Nordbayerischer Kurier vom 30.05.23:
Am 5. März 1870 war in Bayreuth wahrscheinlich nichts Besonderes los.
Bürgermeister Theodor Muncker, der am 29. Mai 1823, vor 200 Jahren geboren ist, und seine rund 17.000 Einwohner freuten sich in ihrem Alltag auf den bevorstehenden Frühling.
Doch braute sich an diesem Tag etwas zusammen, das die Geschichte der Stadt grundlegend verändern sollte: Richard Wagner suchte in seinem Haus Tribschen in der Schweiz eine große Bühne für seine „Inszenierung des Rings“. Angeregt durch seinen Dirigenten Hans Richter und die Lektüre eines Artikels in einem Konversationslexikon wurde er auf das Markgräfliche Opernhaus zu Bayreuth aufmerksam.
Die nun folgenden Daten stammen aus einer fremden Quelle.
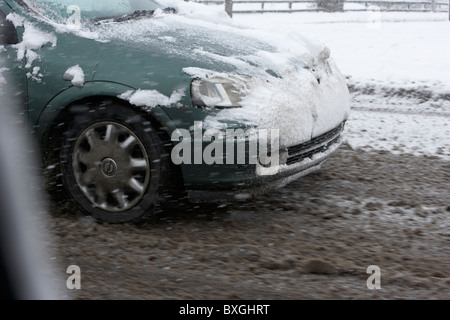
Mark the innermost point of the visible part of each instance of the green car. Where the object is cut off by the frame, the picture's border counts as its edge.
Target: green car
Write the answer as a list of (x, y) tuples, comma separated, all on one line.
[(136, 102)]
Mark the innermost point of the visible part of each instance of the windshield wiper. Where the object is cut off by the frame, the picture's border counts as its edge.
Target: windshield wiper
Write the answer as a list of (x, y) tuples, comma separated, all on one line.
[(138, 14), (135, 15)]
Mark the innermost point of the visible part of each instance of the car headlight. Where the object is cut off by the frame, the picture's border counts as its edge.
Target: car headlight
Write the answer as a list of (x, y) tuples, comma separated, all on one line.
[(218, 92)]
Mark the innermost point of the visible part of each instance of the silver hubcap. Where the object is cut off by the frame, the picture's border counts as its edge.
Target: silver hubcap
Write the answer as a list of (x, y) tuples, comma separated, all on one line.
[(111, 166)]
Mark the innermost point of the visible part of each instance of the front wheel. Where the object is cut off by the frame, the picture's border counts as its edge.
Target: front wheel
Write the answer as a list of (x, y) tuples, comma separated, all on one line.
[(114, 164)]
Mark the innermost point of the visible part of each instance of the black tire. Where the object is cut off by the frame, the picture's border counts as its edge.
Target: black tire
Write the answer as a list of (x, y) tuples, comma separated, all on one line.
[(113, 163)]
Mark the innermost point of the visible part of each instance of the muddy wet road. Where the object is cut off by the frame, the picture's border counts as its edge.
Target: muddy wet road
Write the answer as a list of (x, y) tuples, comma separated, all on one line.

Er fasste den Entschluss, die von den Ausmaßen größte Bühne im deutschsprachigen Raum persönlich in Augenschein zu nehmen, um dort den „Ring des Nibelungen“ aufzuführen.
In Bayreuth trafen Richard und Cosima Wagner am 16. April 1871 ein und blieben drei Tage im Hotel „Zur Sonne“. Wagner befand die Bühne des Opernhauses jedoch für zu klein und das Haus für seine Zwecke ungeeignet, die Stadt aber ideal. Er fasste den Entschluss, in Bayreuth ein Festspielhaus zu errichten und Festspiele mit einer Aufführung des „Rings“ vorzubereiten. Cosima schrieb in ihr Tagebuch, dass die Bayreuther Bevölkerung in vollem Aufruhr über „sein Hiersein“ sei.
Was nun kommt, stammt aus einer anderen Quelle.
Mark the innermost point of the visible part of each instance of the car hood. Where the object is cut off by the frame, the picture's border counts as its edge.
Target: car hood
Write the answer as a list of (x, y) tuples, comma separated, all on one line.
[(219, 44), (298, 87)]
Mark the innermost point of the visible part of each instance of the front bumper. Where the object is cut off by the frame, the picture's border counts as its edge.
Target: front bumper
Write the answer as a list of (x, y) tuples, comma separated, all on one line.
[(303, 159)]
Am 1. November 1871 gab Wagner Bürgermeister Muncker und dem Gemeinderats-Vorsitzenden Friedrich Feustel seine Festspielabsichten bekannt. Seine Wahl sei deshalb auf Bayreuth gefallen, weil es ihm das Badepublikum fernhalte, kein stehendes Theater habe und in Bayern gelegen sei.
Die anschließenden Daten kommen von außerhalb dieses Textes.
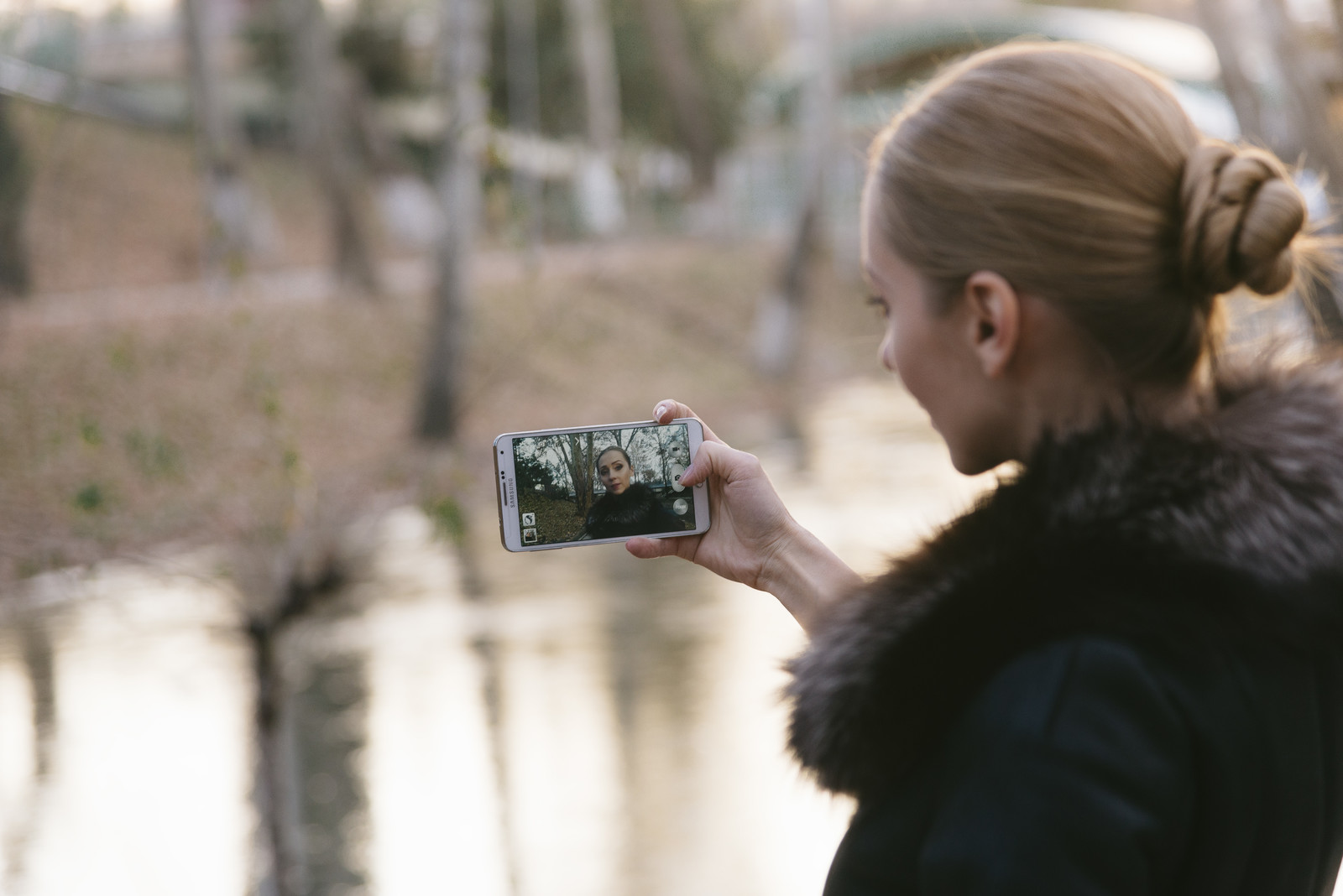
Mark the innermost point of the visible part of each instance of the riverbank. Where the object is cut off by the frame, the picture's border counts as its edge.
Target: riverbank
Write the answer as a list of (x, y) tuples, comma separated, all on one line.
[(178, 416)]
Daraufhin teilte ihm Muncker mit, dass er vom Stadtmagistrat am Stuckberg bei Sankt Georgen ein Grundstück erhalte, um dort ein Festspielhaus zu bauen. Wagner besichtigte das Grundstück am 15. Dezember 1871 und sagte diesem Standort zu. Aus dem Plan sollte jedoch nichts werden. Ein Miteigentümer der Familie Rose verweigerte der Stadt den Grundstücksverkauf. Nach dieser Mitteilung war Wagner so verärgert, dass er erwog, den Bayreuth-Plan wieder fallen zu lassen.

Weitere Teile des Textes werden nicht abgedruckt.